‘The Usual (British) Suspects’ Behind the Latest Attack on Trump Talking to Putin
June 29, 2020 (EIRNS)—White House Press Secretary Kayleigh McEnany confirmed June 29th that neither the President nor the Vice President were briefed on the claim, circulated by the New York Times and London Guardian, that the Russian GRU offered bounties to the Taliban to kill U.S. soldiers. The June 27 Guardian account adds “Russian bounties to kill U.K. soldiers” to the mix. McEnany reiterated that there was no consensus in the U.S. intelligence community that the claim was true. As a result, the President was not briefed.
Meanwhile, the usual suspects, Speaker Nancy Pelosi, former Vice-President Joe Biden, John Bolton, Sen. Lindsey Graham, Rep. Adam Kinzinger, Rep. Liz Cheney and other useful dupes prone to ingesting British Kool-Aid claimed either that this was yet another instance of Trump being soft on Russia at the expense of American lives or that immediate investigations must be launched to get to the “heart of this.”

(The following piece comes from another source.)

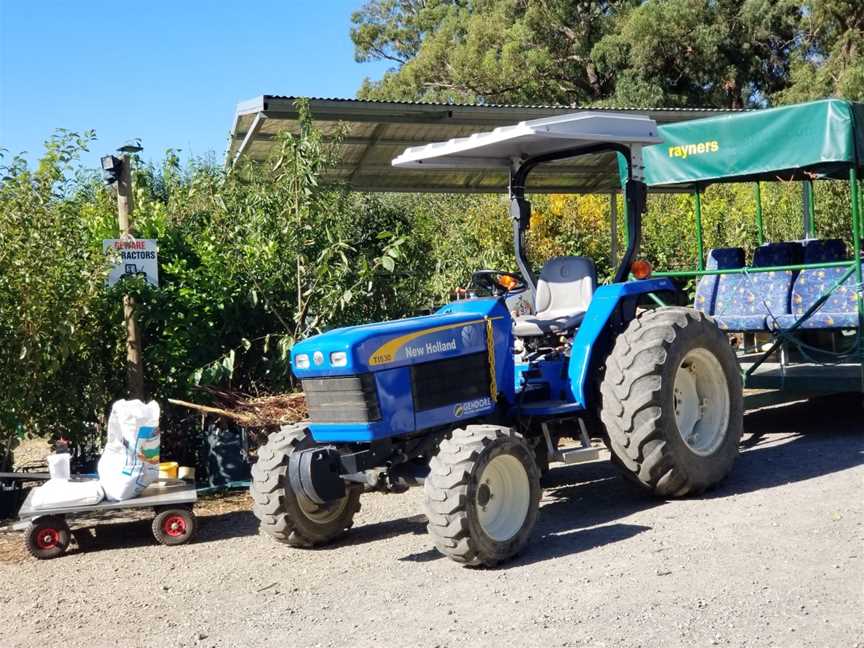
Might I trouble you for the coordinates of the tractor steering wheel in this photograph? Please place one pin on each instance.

The Guardian story locates this latest outrageous Trump/Russia conspiracy claim right where the last one began, with British intelligence and NATO. According to the Guardian’s June 27th account, the Russian GRU unit behind the Afghanistan bounties was the same one that poisoned Sergei Skripal and his daughter, Yulia. In support of this bogus claim, they cite Dr. Yuri Felshtinsky, the MI6 asset who collaborated with the anti-Putin oligarch Boris Berezovsky and Alexander Litvinenko, in London-based operations against Putin and Russia. Litvinenko, who died as the result of polonium poisoning, was case officered by MI6’s Christopher Steele, the author of the fake dossier against Donald Trump. The Guardian also cites former British ambassador to Moscow Sir Andrew Wood in support of the “Russian bounties” story. Wood personally handed the bogus Christopher Steele Trump dossier to Sen. John McCain and, in general, vouched for Christopher Steele’s credibility throughout the intelligence community. Representative Kinzinger received the first copy of the “Steele dossier” in 2016.
Just in case the sourcing of the bogus claim is not clear from the above, the Guardian went on to hypothesize that unjustified fears expressed by Prime Minister Boris Johnson and his predecessor, Theresa May, about upsetting Donald Trump, are behind the suppression of an Intelligence and Security Committee Report, concerning Russia’s operations in Britain, which includes the continued claim that Russia has a hold over the American President. The author of that report? Christopher Steele.
The incident occurs as President Trump has pressed for a complete U.S. withdrawal from Afghanistan, a position fiercely opposed by the Pentagon, war hawks, and NATO. John Bolton mocks Trump’s position repeatedly in his recently produced novel while naming those in opposition to the President’s plan. The Congressional Research Service just completed a report on Afghanistan, urging Congress to become more involved in the decision whether or not to withdraw.
An end to the Afghan war would, of course, open up major development among China, India, and Pakistan—a casus belli in the minds of Lord Halford Mackinder’s kindergarten in British and British-influenced military and intelligence circles. It would also end U.S. protection of the world’s opium supply lines.